The Treasury May Hurt BTC

Alex Lennard – investment director at global asset manager Ruffer – explained in an interview:

Our concern is that if liquidity starts leaving the system, for whatever reason, this creates an environment where markets are crash prone.

This was seconded by Mike Wilson, an equity strategist at Morgan Stanley. He claimed that while the Treasury is more than likely trying to refill “empty coffers,” the market may lose a heavy amount of liquidity should it move forward with its present plan, and thus a major correction could be heading our way.

There is also concern that the Fed could potentially seek to hike rates further in the coming weeks given inflation has not died down over the past few months the way financial analysts had initially hoped for.
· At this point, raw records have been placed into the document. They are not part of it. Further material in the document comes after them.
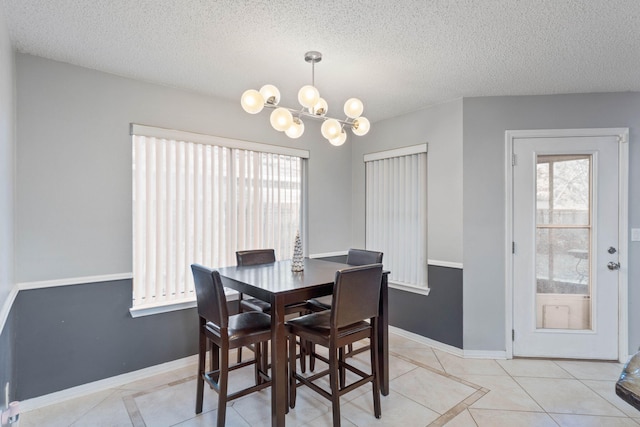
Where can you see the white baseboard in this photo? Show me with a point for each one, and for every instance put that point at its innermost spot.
(107, 383)
(427, 341)
(485, 354)
(328, 254)
(6, 307)
(467, 354)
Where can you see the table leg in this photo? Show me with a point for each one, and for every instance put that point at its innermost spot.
(278, 364)
(383, 336)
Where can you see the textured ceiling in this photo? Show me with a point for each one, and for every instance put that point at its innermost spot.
(397, 56)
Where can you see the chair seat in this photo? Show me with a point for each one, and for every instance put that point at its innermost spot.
(322, 302)
(319, 324)
(245, 324)
(254, 304)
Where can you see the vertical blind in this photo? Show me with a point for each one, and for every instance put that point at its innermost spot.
(199, 203)
(396, 212)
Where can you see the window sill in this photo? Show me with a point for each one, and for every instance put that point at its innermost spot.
(166, 307)
(410, 288)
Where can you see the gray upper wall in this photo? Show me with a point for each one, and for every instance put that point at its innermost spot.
(74, 165)
(7, 202)
(440, 127)
(7, 158)
(485, 122)
(74, 175)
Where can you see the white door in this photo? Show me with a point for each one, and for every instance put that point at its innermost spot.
(566, 247)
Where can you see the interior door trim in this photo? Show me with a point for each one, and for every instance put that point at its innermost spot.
(623, 224)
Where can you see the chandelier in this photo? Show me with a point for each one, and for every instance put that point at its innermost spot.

Yuga Hasegawa – crypto market analyst at Bit Bank in Tokyo – mentioned:

The debt ceiling issue could soon be a thing of the past, but the future trajectory of the Fed funds rate will continue to weigh on the market sentiment, and bitcoin’s weekend rally could be hindered depending on the series of economic data slated for this week, such as ISM’s manufacturing PMI and May’s jobs report.

Still, there is some good news in that economists anticipate a whopping 180,000 jobs to be added to the market in the coming future. However, this doesn’t change the fact that unemployment is expected to move up to close to four percent, and that 180K figure is nothing compared to the 250,000 jobs that were added as recently as April. Hasegawa explained:

Economic data in the last month have indicated the resilience of the U.S. economy. Most of all, core indexes for CPI and PCE, as well as trimmed, mean PCE inflation rate for April did not show any significant improvements. The Fed Funds futures market now prices in [a] roughly 65% chance of another rate hike… and if the number keeps going up, it will likely be a headwind for bitcoin and other cryptocurrencies.

Could There Be Price Dips?

The Treasury and its department head Janet Yellen have made it clear that crypto and other assets are not their main priorities.

Thus, it would be a huge pity if they went ahead with the move anticipated above and it sucked further liquidity out of the market given how far tokens like bitcoin have come this year after enduring some of their most bearish conditions in 2022.